L'un des indicateurs les plus importants d'une démocratie forte est que le fonctionnement interne des partis politiques soit conforme aux principes démocratiques et que des conséquences juridiques soient prévues en cas de manquement à ces principes.
Dans les démocraties modernes, les partis politiques sont des organisations publiques qui fonctionnent sous le contrôle et les garanties constitutionnelles, servant d'intermédiaires dans l'exercice de la souveraineté au nom du peuple.
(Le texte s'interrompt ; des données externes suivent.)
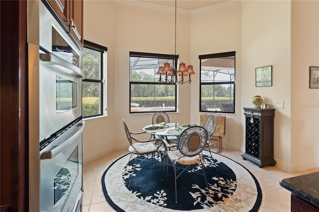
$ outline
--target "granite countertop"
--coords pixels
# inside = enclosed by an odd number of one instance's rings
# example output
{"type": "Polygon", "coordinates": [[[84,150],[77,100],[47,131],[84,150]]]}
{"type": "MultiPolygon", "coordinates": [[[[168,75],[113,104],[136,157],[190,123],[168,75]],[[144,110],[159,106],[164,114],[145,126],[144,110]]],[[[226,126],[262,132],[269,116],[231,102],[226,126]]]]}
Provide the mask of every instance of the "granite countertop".
{"type": "Polygon", "coordinates": [[[319,207],[319,172],[284,179],[280,180],[279,184],[319,207]]]}

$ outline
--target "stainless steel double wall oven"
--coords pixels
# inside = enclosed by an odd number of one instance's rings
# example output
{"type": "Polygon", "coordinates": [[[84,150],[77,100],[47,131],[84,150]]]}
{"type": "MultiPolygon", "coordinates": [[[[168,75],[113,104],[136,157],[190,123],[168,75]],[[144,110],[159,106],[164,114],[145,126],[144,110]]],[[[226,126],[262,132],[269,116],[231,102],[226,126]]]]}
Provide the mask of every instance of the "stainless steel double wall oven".
{"type": "MultiPolygon", "coordinates": [[[[30,181],[34,187],[30,191],[38,187],[39,211],[82,211],[82,52],[48,9],[49,5],[37,2],[39,176],[38,185],[30,181]]],[[[30,198],[30,204],[36,201],[30,198]]]]}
De par ce rôle, les partis ont une responsabilité démocratique : ils sont tenus de respecter non seulement leurs propres règles internes, mais aussi la Constitution, la loi et l'ordre public.

La décision de la 36e chambre civile de la Cour d'appel régionale d'Ankara déclarant nuls et non avenus le 38e congrès électif ordinaire du Parti républicain du peuple (CHP), qui s'est tenu les 4 et 5 novembre 2023, ainsi que le congrès provincial d'Istanbul du 8 octobre 2023 — qui a servi de base à ce congrès — est devenue un enjeu central de l'agenda politique turc.
Cependant, les réactions du public à cette décision font largement abstraction du fondement juridique de ce jugement historique.
Alors que certains milieux ont délibérément qualifié cette décision d'ingérence judiciaire dans la politique, d'autres ont cherché à la discréditer en la qualifiant de manipulation politique.
En réalité, cette décision judiciaire est un exemple concret du fonctionnement de l'État de droit, exactement comme prévu.
Autonomie politique et limites juridiques
En théorie démocratique, il est largement admis que les partis politiques ont la liberté d'organiser leur fonctionnement interne.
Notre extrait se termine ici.